Mbak Inna, saya seorang mahasiswa (sebut saja T), saat

ini menyukai seorang akhwat dengan tujuan untuk saya

jadikan ibu dari anak-anak saya kelak.



Saat ini saya sudah mendapatkan sesuai dengan kriteria

saya, walau saya saat ini belum siap untuk menjalin

rumah tangga dengan seorang akhwat dengan maksud biar

dia kenal dengan saya cukup lama, dan saya pun tahu,

bahwa seorang akhwat tidak boleh pacaran dan

sejujurnya sayapun tak punya niat sedikitpun untuk

sebuah kata pacaran.



Saya sering hubungi dia lewat telepon rumah dan

berbicara seperlunya (bukan masalah cinta/melainkan

kehidupan keseharian dengan tujuan pendekatan tidak

langsung sementara dia nampaknya merespon karena kami

hanya berbicara lewat telpon dan tidak berhadapan).
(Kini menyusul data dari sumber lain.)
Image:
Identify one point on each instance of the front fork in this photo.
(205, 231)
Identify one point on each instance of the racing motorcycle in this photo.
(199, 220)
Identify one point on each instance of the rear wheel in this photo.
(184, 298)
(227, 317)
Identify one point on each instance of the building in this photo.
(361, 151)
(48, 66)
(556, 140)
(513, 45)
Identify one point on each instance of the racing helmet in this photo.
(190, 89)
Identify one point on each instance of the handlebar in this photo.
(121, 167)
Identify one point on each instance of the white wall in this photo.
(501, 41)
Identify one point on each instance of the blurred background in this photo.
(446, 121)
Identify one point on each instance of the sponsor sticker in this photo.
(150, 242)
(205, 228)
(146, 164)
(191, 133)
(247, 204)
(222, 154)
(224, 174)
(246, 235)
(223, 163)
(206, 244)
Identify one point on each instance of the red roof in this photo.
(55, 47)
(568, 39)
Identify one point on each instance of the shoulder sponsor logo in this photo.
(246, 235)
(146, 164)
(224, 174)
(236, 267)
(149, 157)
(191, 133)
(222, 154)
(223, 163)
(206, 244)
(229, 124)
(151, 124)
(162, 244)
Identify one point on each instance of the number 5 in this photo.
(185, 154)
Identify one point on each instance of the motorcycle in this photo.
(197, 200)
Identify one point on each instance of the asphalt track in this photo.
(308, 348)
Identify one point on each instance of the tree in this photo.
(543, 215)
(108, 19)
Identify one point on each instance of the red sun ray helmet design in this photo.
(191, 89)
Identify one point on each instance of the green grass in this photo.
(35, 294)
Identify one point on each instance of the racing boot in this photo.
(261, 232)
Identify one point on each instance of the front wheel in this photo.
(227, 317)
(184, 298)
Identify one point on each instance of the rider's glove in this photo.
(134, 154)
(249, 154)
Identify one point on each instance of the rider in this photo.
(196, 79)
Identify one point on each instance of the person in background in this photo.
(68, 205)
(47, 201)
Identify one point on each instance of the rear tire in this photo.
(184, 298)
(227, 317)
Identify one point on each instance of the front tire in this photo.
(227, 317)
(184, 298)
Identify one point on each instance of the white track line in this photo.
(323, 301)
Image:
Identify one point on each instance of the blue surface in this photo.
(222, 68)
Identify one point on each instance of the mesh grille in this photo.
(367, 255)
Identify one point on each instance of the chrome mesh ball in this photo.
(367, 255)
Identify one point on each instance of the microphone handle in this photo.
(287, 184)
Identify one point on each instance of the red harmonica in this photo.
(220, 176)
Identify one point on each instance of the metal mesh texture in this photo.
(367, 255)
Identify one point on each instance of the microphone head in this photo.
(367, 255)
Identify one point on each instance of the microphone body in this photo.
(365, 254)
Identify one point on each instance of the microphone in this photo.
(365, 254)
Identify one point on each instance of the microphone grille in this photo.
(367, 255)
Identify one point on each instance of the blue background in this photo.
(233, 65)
Di dalam wacana yang saya pernah ketahui, bahwa lewat

telpon pun tidak diperbolehkan untuk mendekati seorang

wanita. Jadi bagaimana saya dapat mendekati akhwat

tersebut, sementara (seandainya) hanya kenal dan sudah

memenuhi kriteria kita dan langsung melamarnya, dengan

membawa orang tua kita kepada orang tuanya. Bagaimana

akhwat tersebut bisa menerima, dia belum tentu suka

sama kita? Sekarang apakah salah jalan saya?



Apakah benar kata orang, seorang akhwat hanya akan

menikah dengan seorang ikhwan (aktivis islam)?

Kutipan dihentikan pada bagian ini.